I've noticed a formula many seem to follow in drawing attention to ones self as a public intellectual:
1. Find some topic or idea that's interesting and fairly well-accepted but not receiving a lot of attention.
2. Claim ownership over the topic or idea as if the prior literature doesn't exist. Invent new terminology ideally; abandon existing terms to eliminate a trail to prior authors and ideas.
3. Present the idea or topic in a sensationalistic way.
4. When furor inevitably develops about lack of acknowledgement of previous writers and researchers and issues identified by them, frame argument as being about ad hominem critics versus solidity of your own arguments. Sidestep actual criticisms.
This is a much better description of the phenomenon than I could come up with. I mentioned it elsewhere in the thread, but this is truly better than what I described.
The phrase "doesn't blindly accept x" usually has an implication that the subject is aware of x, so you seem to be totally avoiding the argument being made that Taleb seems unaware of work done on the topics he writes about.
You are begging the question. I posit that he is aware of it and is presenting it differently than others.
The disagreement is whether he understands A. The issue and B. What others said. The whole of acadamia is full of different perspectives / why not here from Taleb?
> You are begging the question. I posit that he is aware of it and is presenting it differently than others.

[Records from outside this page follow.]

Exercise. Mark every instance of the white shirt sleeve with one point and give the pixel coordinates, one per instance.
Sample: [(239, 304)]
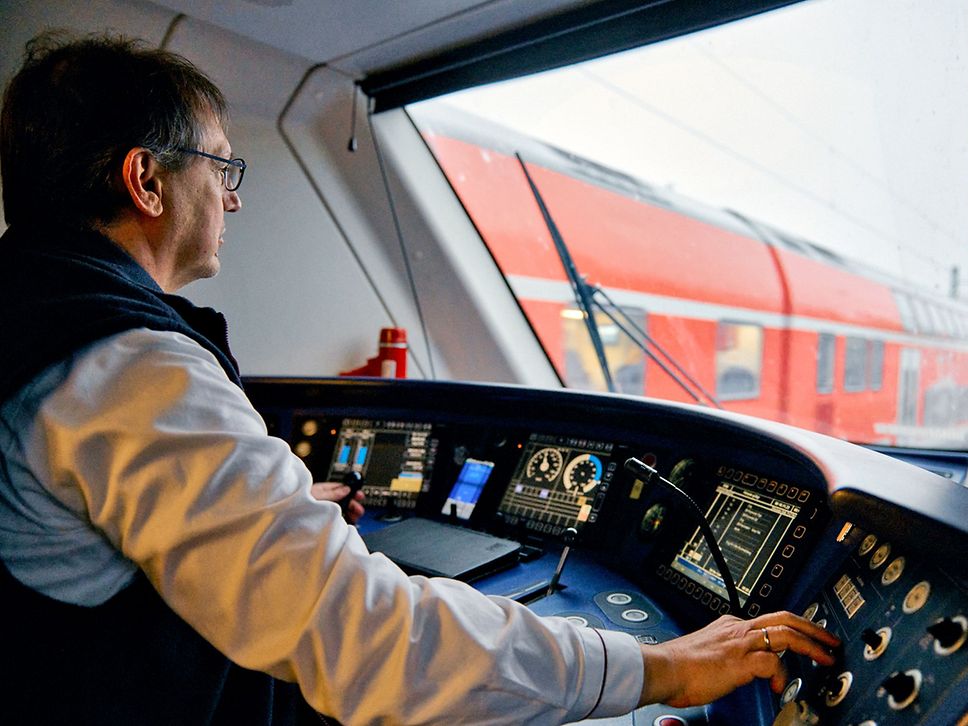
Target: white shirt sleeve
[(168, 459)]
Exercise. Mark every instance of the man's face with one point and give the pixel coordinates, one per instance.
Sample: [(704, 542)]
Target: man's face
[(198, 204)]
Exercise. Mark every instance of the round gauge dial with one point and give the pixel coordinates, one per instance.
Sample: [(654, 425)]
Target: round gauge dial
[(544, 466), (583, 474)]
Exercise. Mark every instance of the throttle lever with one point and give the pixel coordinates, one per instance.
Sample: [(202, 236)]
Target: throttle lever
[(354, 480), (569, 538)]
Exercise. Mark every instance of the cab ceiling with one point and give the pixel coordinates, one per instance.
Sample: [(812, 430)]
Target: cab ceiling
[(359, 37)]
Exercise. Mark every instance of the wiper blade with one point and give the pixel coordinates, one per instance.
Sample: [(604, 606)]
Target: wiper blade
[(581, 290), (585, 298), (644, 342)]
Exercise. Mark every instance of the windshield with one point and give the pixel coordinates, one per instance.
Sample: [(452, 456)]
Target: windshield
[(766, 217)]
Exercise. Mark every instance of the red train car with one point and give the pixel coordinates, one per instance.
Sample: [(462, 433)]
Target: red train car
[(767, 323)]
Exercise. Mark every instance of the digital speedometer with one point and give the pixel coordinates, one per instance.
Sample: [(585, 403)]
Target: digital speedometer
[(559, 482), (544, 466), (583, 474)]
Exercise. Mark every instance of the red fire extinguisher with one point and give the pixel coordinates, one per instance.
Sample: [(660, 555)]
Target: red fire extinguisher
[(391, 358)]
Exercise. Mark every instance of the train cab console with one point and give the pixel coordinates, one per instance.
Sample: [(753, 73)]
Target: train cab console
[(871, 547)]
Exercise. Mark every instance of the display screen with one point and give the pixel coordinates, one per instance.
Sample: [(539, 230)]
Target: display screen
[(467, 489), (749, 527), (395, 458), (559, 482)]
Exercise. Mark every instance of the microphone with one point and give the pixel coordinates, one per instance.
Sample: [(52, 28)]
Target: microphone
[(648, 474)]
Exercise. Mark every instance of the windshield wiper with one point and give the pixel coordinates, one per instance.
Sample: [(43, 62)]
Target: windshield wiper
[(586, 298), (580, 288)]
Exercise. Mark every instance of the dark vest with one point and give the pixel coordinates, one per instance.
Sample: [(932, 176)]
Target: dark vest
[(131, 660)]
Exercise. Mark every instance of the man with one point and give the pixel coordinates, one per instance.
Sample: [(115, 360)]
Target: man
[(164, 560)]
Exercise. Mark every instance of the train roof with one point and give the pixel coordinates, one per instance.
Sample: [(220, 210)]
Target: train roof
[(448, 120)]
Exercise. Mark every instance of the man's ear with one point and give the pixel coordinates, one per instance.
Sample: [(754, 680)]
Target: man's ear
[(141, 176)]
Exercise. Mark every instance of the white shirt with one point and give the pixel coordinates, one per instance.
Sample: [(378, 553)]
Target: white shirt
[(139, 452)]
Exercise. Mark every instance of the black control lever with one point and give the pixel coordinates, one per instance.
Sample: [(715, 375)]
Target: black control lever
[(568, 536), (646, 472), (354, 480)]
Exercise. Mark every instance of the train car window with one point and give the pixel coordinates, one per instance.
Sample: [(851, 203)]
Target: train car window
[(797, 173), (739, 361), (855, 364), (875, 359), (626, 360), (826, 354)]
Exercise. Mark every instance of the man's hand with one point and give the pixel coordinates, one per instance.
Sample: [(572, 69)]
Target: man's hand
[(709, 663), (330, 491)]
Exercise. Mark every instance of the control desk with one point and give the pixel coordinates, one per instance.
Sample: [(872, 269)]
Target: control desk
[(874, 548)]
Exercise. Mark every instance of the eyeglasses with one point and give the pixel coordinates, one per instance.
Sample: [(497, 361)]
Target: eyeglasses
[(232, 172)]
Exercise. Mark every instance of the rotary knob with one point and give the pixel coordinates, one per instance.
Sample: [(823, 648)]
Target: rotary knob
[(876, 642), (902, 688), (949, 634), (796, 713)]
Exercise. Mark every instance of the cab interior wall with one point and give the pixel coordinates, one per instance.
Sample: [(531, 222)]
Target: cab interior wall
[(312, 266)]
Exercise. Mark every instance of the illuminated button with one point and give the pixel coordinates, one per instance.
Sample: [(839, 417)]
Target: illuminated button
[(916, 598), (634, 615), (619, 598), (880, 555), (867, 545), (310, 427), (893, 571), (669, 721)]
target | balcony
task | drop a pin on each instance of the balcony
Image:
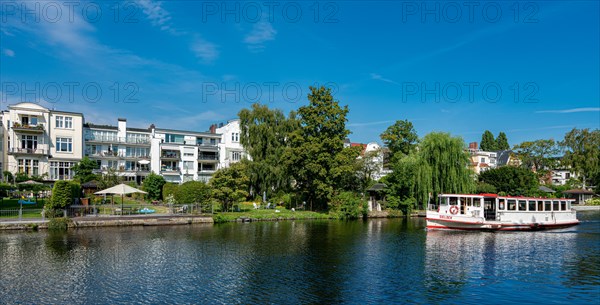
(38, 128)
(27, 151)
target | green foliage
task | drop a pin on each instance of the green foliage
(230, 185)
(485, 188)
(169, 189)
(84, 170)
(192, 192)
(59, 224)
(511, 180)
(314, 146)
(488, 143)
(538, 155)
(265, 135)
(582, 154)
(400, 138)
(8, 177)
(502, 142)
(347, 205)
(63, 194)
(153, 185)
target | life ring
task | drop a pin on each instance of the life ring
(454, 210)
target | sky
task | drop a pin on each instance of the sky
(529, 69)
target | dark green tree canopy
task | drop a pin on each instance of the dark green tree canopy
(400, 137)
(502, 142)
(516, 181)
(488, 143)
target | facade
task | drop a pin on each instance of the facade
(119, 149)
(41, 142)
(48, 143)
(230, 148)
(182, 156)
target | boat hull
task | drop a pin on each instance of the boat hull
(444, 224)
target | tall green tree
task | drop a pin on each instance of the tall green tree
(315, 145)
(265, 135)
(516, 181)
(448, 165)
(488, 143)
(400, 137)
(538, 155)
(502, 142)
(230, 185)
(582, 154)
(153, 185)
(84, 170)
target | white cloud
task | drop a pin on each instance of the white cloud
(376, 76)
(261, 32)
(9, 52)
(573, 110)
(205, 50)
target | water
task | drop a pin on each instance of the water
(376, 261)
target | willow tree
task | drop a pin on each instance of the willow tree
(264, 134)
(447, 165)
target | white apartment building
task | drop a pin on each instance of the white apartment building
(182, 156)
(119, 149)
(230, 148)
(41, 142)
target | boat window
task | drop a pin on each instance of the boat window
(522, 205)
(512, 204)
(532, 205)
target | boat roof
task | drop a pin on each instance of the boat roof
(503, 197)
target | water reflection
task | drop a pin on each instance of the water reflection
(373, 261)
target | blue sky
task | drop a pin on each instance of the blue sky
(530, 69)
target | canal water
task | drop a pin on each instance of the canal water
(298, 262)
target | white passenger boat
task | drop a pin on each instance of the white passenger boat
(492, 212)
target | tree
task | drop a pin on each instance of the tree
(63, 194)
(153, 185)
(400, 137)
(230, 185)
(537, 155)
(516, 181)
(582, 154)
(265, 135)
(502, 142)
(192, 192)
(315, 145)
(488, 143)
(84, 170)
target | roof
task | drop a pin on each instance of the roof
(377, 187)
(578, 191)
(546, 189)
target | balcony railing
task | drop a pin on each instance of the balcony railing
(28, 151)
(113, 139)
(30, 128)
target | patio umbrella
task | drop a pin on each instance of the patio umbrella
(121, 189)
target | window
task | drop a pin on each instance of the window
(522, 205)
(61, 170)
(64, 144)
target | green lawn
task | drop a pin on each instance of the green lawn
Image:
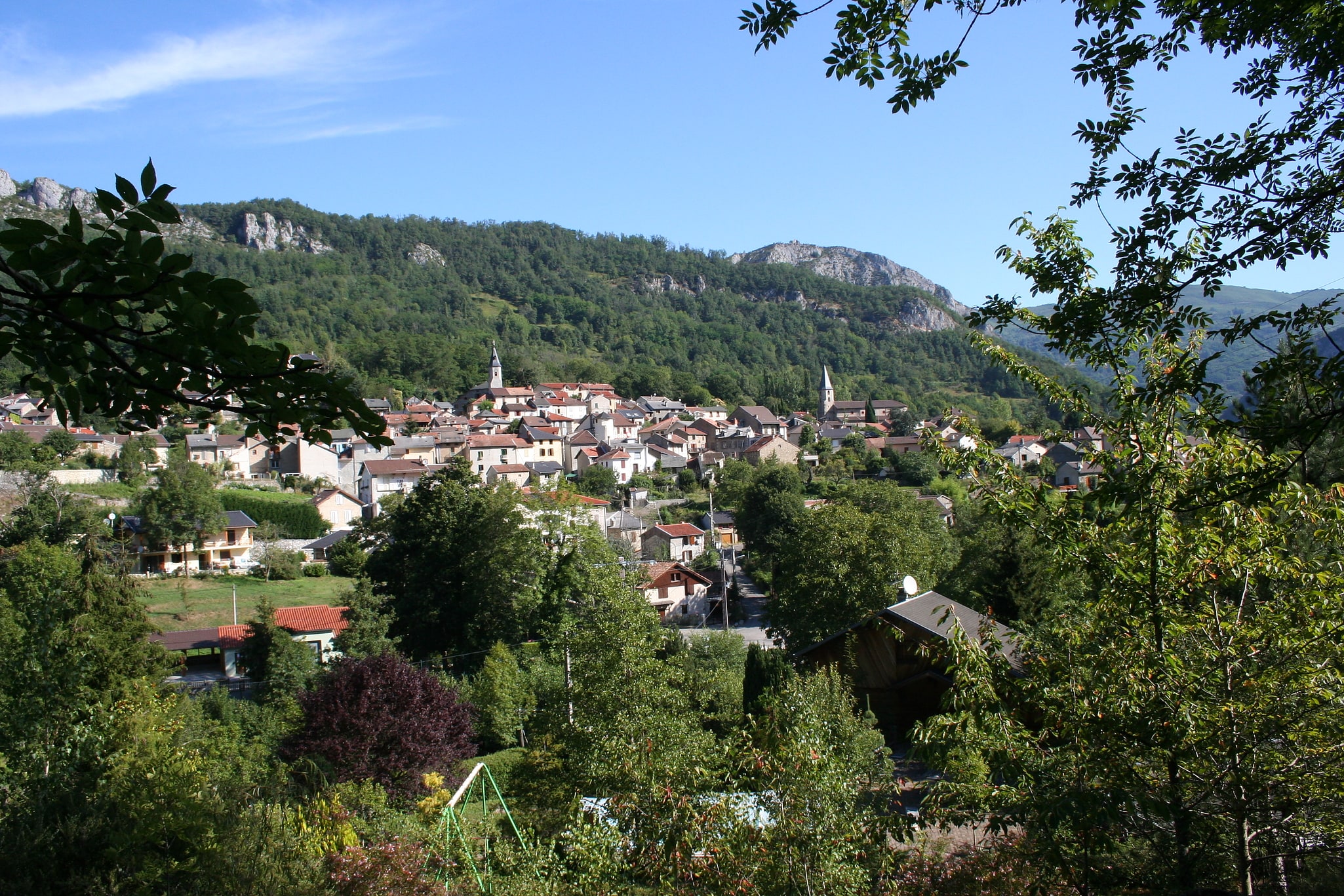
(102, 490)
(272, 495)
(201, 604)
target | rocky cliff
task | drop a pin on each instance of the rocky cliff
(50, 197)
(848, 265)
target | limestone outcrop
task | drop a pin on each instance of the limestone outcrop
(267, 234)
(848, 265)
(425, 254)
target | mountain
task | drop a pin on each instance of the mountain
(850, 266)
(1230, 302)
(412, 305)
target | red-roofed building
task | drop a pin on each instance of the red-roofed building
(674, 589)
(675, 541)
(514, 473)
(212, 653)
(384, 477)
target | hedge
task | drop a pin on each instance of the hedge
(294, 520)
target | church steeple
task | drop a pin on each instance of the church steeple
(496, 379)
(828, 394)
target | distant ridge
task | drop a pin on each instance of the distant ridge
(847, 265)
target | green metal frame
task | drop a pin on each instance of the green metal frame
(453, 823)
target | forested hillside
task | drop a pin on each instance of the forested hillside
(1229, 303)
(565, 305)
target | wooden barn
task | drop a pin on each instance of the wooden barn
(882, 655)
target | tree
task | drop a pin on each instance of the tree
(15, 448)
(847, 560)
(73, 641)
(348, 556)
(765, 673)
(597, 480)
(770, 507)
(382, 719)
(49, 513)
(108, 321)
(62, 442)
(915, 468)
(281, 665)
(367, 619)
(183, 507)
(481, 583)
(502, 699)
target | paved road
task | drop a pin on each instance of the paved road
(753, 604)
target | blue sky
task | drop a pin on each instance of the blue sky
(623, 116)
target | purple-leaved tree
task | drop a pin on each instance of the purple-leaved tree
(382, 719)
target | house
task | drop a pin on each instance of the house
(759, 419)
(515, 475)
(1078, 473)
(216, 551)
(714, 414)
(214, 653)
(723, 526)
(675, 541)
(890, 664)
(486, 452)
(546, 475)
(770, 448)
(380, 478)
(674, 589)
(944, 504)
(620, 464)
(339, 507)
(317, 550)
(659, 406)
(627, 527)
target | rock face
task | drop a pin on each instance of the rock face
(267, 234)
(848, 265)
(46, 194)
(667, 284)
(424, 254)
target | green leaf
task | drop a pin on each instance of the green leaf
(148, 179)
(127, 190)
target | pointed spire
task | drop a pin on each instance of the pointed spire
(496, 379)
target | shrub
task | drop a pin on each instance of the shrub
(277, 564)
(382, 719)
(347, 558)
(293, 519)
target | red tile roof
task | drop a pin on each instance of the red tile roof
(233, 637)
(480, 441)
(397, 465)
(319, 617)
(681, 530)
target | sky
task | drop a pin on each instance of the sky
(606, 116)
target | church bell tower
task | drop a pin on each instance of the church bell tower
(828, 395)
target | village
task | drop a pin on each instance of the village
(540, 441)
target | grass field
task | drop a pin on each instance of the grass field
(201, 604)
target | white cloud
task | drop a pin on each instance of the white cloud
(279, 49)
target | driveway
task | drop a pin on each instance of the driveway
(751, 605)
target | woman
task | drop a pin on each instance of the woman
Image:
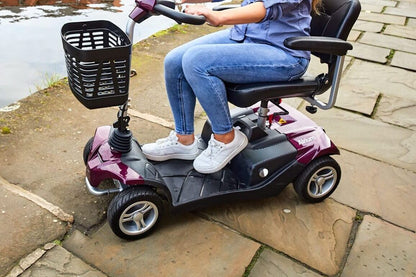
(251, 51)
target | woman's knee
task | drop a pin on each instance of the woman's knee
(195, 61)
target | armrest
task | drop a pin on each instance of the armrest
(225, 7)
(327, 45)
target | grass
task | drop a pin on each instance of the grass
(5, 130)
(49, 80)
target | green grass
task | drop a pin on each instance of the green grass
(5, 130)
(49, 80)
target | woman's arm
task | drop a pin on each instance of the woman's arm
(251, 13)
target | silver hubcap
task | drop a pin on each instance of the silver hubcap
(322, 182)
(138, 218)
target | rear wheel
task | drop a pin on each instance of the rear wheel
(87, 150)
(319, 180)
(134, 212)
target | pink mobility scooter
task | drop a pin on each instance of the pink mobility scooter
(284, 146)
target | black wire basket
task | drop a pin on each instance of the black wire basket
(97, 56)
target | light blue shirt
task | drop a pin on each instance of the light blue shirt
(284, 18)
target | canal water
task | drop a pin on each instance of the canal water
(31, 53)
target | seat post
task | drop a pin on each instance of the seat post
(262, 114)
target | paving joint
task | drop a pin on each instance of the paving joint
(55, 210)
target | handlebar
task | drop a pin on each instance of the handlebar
(179, 17)
(145, 8)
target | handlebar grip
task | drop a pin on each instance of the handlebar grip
(178, 16)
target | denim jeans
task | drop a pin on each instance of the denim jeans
(198, 69)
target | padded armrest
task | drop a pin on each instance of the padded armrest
(327, 45)
(225, 7)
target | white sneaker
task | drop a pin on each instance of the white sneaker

Flatly stating that an entire field of inquiry has, up to the point at which you are publishing your commentary, failed to recognize and consider the ramifications of a phenomenon on which effect and it's ramifications numerous papers have been published in the field for several decades is not being aware of the factual circumstances and presenting them differently than others. Its either ignorance or dishonesty.
And when you compound that by using the mythical failure as a jumping off point for an explanation (“skin in the game”) for the systematic incompetence that seems necessary to explain how the field could fail to address the phenomenon, this compounds the problem.
For example, everyone knows that pocket Aces are the best possible starting hand in poker, and the default strategy is to call any all-in call if you have them; your expected value will always be positive, no matter how many other people call or what they have.
However, there is a well known exception to this rule, and many poker books talk about it - if you are the small stack at the final table, it might make sense to fold your pocket aces pre-flop if more than one larger stack has already called.
The reasoning is that even if you win the hand, you aren't certain to move up in finishing position, which is what determines your winnings. On the other hand, if you lose the all in, you are CERTAIN to not move up. If multiple other people have already called the all-in, then there is a good chance that SOMEONE will be knocked out, moving you up in the finishing position without having to take a risk. Therefore, even if you have a positive expected return, it makes more sense to avoid the 'ruin' situation and fold the pocket aces.